Amran: Operasi Pasar untuk Intervensi Harga Beras Lanjut sampai Februari 2026

3 hours ago 7

REPUBLIKA.CO.ID, JAKARTA -- Kepala Badan Pangan Nasional (Bapanas/National Food Agency/NFA) Andi Amran Sulaiman memastikan operasi pasar akan terus digencarkan hingga Februari 2026. Langkah ini menjadi bentuk intervensi pemerintah untuk menstabilkan harga beras, sesuai arahan Presiden Prabowo Subianto.

Amran menyampaikan, program Stabilisasi Pasokan dan Harga Beras (SPHP) yang dijalankan melalui Perum Bulog masih memiliki alokasi lebih dari satu juta ton hingga akhir tahun. Dengan demikian, kegiatan operasi pasar dapat berlanjut tanpa gangguan pasokan sampai awal tahun depan.

“Bapak Presiden perintahkan operasi pasar terus-menerus. Alokasi stok kita masih ada satu juta lebih untuk SPHP beras. Ini operasi pasar sampai Januari, Februari 2026. Yang penting, sekarang kita operasi pasar terus,” ujarnya dalam konferensi pers di Kantor Kementerian Pertanian, Jakarta, dikutip Selasa (21/10/2025).

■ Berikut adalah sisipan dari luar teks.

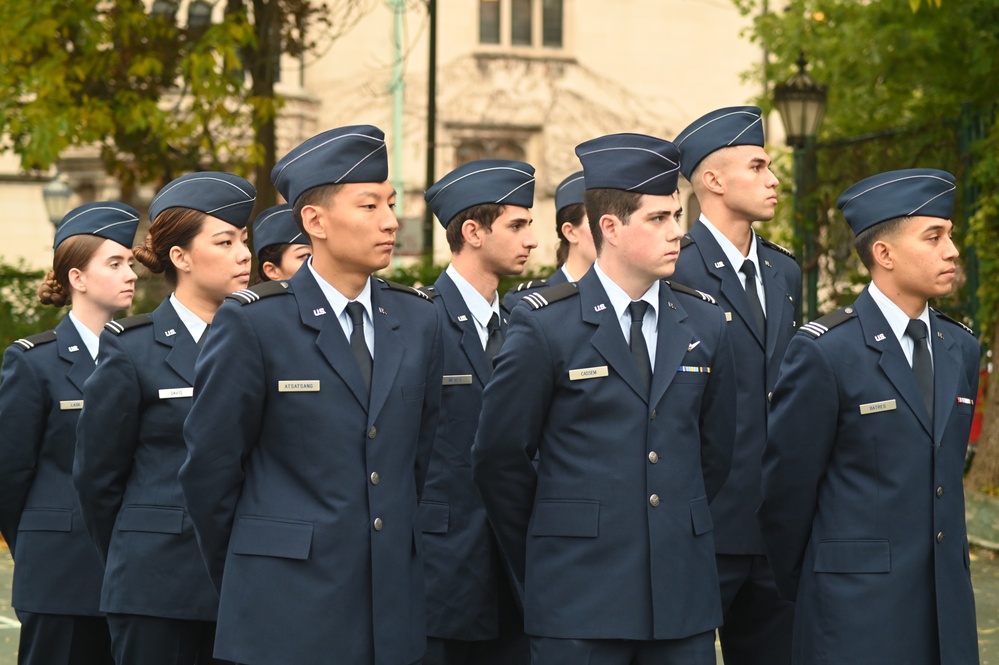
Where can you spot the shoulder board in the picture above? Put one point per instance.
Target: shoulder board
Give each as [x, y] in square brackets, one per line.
[395, 286]
[545, 297]
[945, 318]
[28, 343]
[258, 291]
[119, 326]
[773, 245]
[680, 288]
[532, 284]
[824, 324]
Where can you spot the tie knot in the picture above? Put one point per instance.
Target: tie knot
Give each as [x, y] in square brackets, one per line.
[355, 311]
[916, 329]
[637, 309]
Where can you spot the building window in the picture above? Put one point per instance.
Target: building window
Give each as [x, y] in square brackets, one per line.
[521, 23]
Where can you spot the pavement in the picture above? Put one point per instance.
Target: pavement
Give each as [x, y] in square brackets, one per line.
[984, 576]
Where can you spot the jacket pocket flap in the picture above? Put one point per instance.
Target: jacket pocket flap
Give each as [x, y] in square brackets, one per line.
[700, 516]
[263, 536]
[154, 519]
[434, 516]
[853, 556]
[578, 519]
[46, 519]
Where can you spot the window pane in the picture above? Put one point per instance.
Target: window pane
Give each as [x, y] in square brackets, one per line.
[551, 23]
[520, 25]
[489, 21]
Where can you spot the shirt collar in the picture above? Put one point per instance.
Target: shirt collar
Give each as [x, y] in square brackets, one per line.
[479, 307]
[731, 252]
[90, 340]
[897, 319]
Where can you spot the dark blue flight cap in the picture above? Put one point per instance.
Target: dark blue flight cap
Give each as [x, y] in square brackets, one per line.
[276, 226]
[905, 193]
[632, 162]
[345, 154]
[107, 219]
[223, 195]
[481, 181]
[570, 191]
[730, 126]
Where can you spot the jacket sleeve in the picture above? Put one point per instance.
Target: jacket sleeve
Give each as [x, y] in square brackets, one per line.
[106, 438]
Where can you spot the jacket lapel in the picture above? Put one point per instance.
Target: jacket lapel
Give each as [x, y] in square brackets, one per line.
[879, 336]
[608, 338]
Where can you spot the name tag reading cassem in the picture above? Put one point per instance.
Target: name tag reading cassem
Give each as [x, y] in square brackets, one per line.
[877, 407]
[587, 373]
[298, 386]
[174, 393]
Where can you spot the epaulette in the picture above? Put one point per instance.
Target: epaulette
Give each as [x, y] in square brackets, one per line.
[545, 297]
[945, 318]
[824, 324]
[531, 284]
[773, 245]
[121, 325]
[395, 286]
[28, 343]
[680, 288]
[258, 291]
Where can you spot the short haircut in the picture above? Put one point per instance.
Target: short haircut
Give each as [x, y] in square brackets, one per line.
[484, 213]
[617, 202]
[864, 243]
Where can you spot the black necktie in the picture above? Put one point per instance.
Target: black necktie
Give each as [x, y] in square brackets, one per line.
[357, 344]
[639, 349]
[922, 365]
[495, 340]
[753, 296]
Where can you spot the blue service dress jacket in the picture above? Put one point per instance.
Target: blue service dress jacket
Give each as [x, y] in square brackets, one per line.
[130, 445]
[304, 491]
[464, 569]
[57, 570]
[703, 265]
[611, 536]
[863, 504]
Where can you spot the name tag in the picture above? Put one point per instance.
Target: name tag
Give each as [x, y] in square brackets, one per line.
[298, 386]
[877, 407]
[174, 393]
[587, 373]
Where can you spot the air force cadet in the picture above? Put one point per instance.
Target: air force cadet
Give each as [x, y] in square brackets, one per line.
[57, 573]
[160, 603]
[472, 616]
[316, 408]
[624, 389]
[758, 286]
[863, 504]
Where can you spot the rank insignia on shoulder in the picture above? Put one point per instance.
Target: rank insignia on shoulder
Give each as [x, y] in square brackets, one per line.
[680, 288]
[773, 245]
[429, 294]
[824, 324]
[28, 343]
[119, 326]
[259, 291]
[545, 297]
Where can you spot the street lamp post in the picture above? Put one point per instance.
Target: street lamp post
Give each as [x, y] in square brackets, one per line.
[801, 102]
[56, 195]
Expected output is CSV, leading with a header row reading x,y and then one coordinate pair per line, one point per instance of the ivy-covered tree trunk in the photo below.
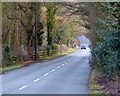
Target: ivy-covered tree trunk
x,y
51,10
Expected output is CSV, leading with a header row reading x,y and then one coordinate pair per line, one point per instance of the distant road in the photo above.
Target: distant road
x,y
65,75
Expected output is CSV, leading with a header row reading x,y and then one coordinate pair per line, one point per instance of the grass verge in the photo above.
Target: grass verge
x,y
71,50
94,87
16,66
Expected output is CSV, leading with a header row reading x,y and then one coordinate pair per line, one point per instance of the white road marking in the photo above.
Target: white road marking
x,y
22,88
36,80
46,74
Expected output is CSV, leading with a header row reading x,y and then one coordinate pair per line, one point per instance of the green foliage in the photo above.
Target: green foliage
x,y
7,61
105,55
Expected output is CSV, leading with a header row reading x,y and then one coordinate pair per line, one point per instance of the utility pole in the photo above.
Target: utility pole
x,y
35,34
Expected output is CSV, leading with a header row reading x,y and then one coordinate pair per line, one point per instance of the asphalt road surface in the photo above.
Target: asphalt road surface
x,y
65,75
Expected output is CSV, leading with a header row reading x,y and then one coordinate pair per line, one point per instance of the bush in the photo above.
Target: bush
x,y
55,48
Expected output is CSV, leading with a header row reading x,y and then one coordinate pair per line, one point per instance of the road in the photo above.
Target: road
x,y
65,75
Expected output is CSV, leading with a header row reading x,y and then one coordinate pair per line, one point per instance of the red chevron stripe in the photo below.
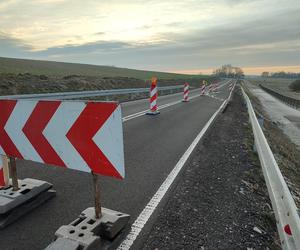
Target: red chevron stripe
x,y
6,108
2,180
34,127
84,129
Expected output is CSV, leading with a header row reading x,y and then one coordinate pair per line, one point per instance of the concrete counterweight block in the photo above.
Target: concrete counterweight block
x,y
86,231
14,204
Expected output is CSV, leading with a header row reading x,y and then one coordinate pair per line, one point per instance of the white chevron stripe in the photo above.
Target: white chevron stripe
x,y
56,131
14,126
110,140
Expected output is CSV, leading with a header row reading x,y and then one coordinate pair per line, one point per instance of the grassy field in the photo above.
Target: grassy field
x,y
18,76
279,85
16,66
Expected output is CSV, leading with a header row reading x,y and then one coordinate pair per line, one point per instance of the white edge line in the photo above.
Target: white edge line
x,y
144,216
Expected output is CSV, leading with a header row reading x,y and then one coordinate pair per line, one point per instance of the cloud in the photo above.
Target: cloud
x,y
177,35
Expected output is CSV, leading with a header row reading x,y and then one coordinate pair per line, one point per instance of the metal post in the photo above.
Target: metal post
x,y
98,212
13,173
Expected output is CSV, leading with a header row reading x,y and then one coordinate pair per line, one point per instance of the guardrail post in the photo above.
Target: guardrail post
x,y
13,173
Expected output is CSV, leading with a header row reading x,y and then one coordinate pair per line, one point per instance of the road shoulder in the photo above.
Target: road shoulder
x,y
220,201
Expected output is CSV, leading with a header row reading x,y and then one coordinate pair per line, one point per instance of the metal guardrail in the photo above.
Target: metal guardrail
x,y
285,209
82,94
286,99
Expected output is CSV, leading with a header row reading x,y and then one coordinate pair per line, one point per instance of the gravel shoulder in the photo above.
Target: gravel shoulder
x,y
220,201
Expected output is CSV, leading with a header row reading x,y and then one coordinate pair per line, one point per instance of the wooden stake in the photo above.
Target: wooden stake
x,y
98,211
13,173
5,169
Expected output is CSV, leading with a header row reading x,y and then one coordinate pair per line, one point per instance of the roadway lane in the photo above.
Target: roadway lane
x,y
153,145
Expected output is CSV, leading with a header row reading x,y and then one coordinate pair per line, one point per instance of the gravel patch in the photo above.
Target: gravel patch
x,y
220,201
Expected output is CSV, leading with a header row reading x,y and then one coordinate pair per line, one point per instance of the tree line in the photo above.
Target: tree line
x,y
281,74
229,71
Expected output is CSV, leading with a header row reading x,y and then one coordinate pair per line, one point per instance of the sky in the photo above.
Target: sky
x,y
185,36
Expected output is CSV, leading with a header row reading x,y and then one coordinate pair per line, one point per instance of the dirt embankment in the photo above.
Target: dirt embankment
x,y
11,84
221,200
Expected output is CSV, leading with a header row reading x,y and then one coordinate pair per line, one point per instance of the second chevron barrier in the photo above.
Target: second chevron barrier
x,y
153,97
186,92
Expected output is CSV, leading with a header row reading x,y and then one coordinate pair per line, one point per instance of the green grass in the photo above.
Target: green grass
x,y
35,67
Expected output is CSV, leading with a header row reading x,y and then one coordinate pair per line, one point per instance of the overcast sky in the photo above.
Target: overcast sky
x,y
189,36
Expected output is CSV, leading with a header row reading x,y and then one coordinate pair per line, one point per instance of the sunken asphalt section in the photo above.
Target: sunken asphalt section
x,y
221,201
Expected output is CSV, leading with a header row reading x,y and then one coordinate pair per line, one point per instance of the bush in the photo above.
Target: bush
x,y
295,86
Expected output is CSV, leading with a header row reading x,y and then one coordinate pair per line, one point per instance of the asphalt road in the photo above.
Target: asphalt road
x,y
153,145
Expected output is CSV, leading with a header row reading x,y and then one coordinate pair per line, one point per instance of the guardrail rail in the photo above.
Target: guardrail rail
x,y
82,94
285,209
286,99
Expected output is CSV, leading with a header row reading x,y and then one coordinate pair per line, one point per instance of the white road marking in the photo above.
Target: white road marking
x,y
144,216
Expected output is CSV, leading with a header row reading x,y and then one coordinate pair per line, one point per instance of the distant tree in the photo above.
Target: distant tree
x,y
282,74
229,71
265,74
295,85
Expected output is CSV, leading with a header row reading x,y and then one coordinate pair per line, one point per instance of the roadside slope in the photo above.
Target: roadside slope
x,y
221,201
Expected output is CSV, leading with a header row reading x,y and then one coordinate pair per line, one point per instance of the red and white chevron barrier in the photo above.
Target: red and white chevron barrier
x,y
216,85
210,88
86,136
153,97
203,88
186,92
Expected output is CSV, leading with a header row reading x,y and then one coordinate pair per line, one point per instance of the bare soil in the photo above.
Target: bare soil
x,y
221,200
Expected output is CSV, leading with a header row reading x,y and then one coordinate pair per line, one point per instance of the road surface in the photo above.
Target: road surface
x,y
153,146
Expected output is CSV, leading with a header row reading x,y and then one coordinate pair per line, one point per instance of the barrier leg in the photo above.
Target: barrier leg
x,y
4,172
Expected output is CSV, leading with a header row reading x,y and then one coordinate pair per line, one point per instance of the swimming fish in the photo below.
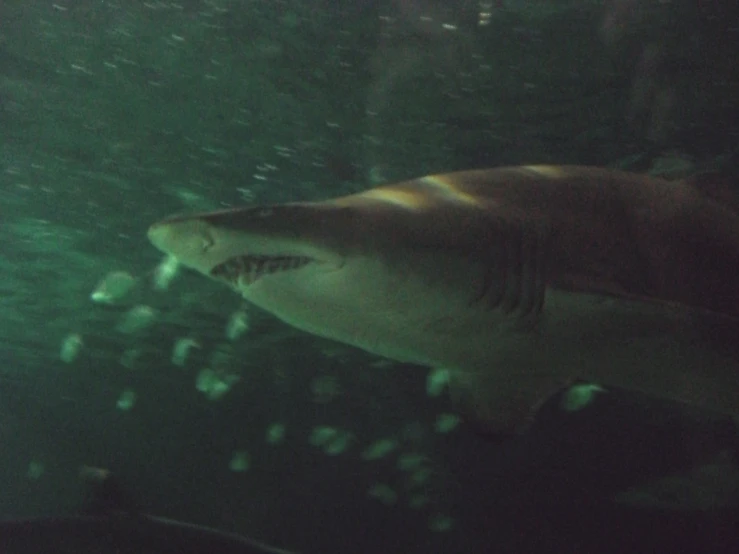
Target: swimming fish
x,y
518,280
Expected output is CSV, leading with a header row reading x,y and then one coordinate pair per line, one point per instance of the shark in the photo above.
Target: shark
x,y
519,281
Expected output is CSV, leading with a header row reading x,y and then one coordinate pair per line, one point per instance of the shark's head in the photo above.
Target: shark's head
x,y
260,252
369,269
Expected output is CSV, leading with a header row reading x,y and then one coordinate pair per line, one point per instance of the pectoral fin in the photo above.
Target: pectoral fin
x,y
507,406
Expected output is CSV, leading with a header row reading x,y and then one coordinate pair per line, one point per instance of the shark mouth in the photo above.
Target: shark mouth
x,y
242,271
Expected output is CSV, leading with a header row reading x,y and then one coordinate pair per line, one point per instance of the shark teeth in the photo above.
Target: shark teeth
x,y
242,271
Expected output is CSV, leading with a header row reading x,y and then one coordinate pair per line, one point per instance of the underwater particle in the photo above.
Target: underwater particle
x,y
410,462
436,381
325,388
578,396
222,356
71,346
214,384
237,325
275,433
383,493
418,501
240,461
129,357
446,423
181,350
126,400
379,449
113,287
440,523
35,470
165,272
338,444
137,319
322,434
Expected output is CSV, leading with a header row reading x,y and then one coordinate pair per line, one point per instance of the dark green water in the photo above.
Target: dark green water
x,y
116,113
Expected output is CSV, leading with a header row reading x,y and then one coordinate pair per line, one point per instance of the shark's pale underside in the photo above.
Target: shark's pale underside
x,y
517,280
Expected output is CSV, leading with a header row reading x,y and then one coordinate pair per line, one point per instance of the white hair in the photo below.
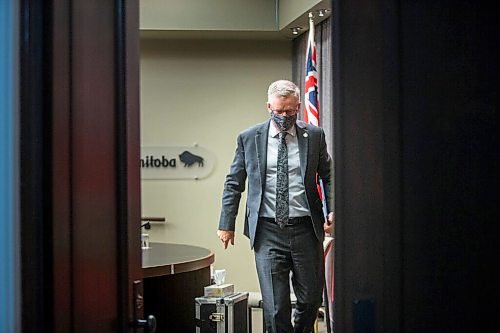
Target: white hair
x,y
283,88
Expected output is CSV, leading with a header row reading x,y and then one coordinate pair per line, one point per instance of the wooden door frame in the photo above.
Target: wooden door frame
x,y
57,228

Berdasarkan laporan realisasi penjualan SPHP per 19 Oktober 2025, dari total target 1,5 juta ton sepanjang tahun, sekitar 492,9 ribu ton telah tersalurkan ke masyarakat. Beras SPHP dijual di bawah Harga Eceran Tertinggi (HET) beras medium untuk menjaga keterjangkauan harga bagi konsumen.

Distribusi beras SPHP dilakukan melalui berbagai jalur, termasuk pasar tradisional dan ritel modern. Penyaluran melalui pasar tradisional tercatat sebanyak 51,8 ribu ton, sedangkan melalui ritel modern mencapai 17,3 ribu ton.

Amran menegaskan, kebijakan HET dirancang agar keseimbangan harga antara petani dan konsumen tetap terjaga. Pemerintah juga menetapkan Harga Acuan Pembelian (HAP) di tingkat produsen dan Harga Acuan Penjualan (HAP) di tingkat konsumen sebagai panduan perdagangan pangan.

“Harga eceran tertinggi itu tujuannya menjaga petani untung, konsumen juga tersenyum. Dua-duanya harus seimbang,” kata tokoh yang juga menjabat sebagai Menteri Pertanian tersebut.

Selain melalui SPHP beras, pemerintah juga memperluas intervensi harga pangan lewat program Gerakan Pangan Murah (GPM). Sepanjang Januari hingga 17 Oktober 2025, pelaksanaan GPM tercatat mencapai 10.212 kali di 37 provinsi dan 375 kabupaten/kota.

Program ini menjadi instrumen utama stabilisasi harga pangan yang melibatkan kolaborasi antara pemerintah pusat, pemerintah daerah, BUMN, BUMD, serta asosiasi petani dan pelaku usaha pangan. GPM juga dirancang untuk mendekatkan akses masyarakat terhadap bahan pokok berkualitas dengan harga terjangkau.

Pada 2024, pelaksanaan GPM mencapai 9.547 kali. Angka itu meningkat signifikan pada 2025 dengan tambahan 665 kegiatan hingga pertengahan Oktober. Jika dibandingkan dengan 2022 yang hanya terlaksana 442 kali dan 2023 sebanyak 1.626 kali, maka lonjakan pelaksanaan GPM menunjukkan komitmen pemerintah dalam menjaga inflasi pangan.

Menurut data Badan Pusat Statistik (BPS), inflasi pangan sepanjang tahun berjalan 2025 berada di 3,32 persen. Angka ini masih dalam kisaran target inflasi volatile food antara 3–5 persen sebagaimana ditetapkan dalam High Level Meeting Tim Pengendalian Inflasi Pusat (TPIP) di Kantor Kemenko Perekonomian pada 31 Januari 2025.

Capaian tersebut juga lebih rendah dibandingkan inflasi tahun berjalan pada 2022 dan 2023 yang masing-masing mencapai 5,61 persen dan 6,73 persen. Sedangkan pada 2024, inflasi pangan tercatat hanya 0,12 persen.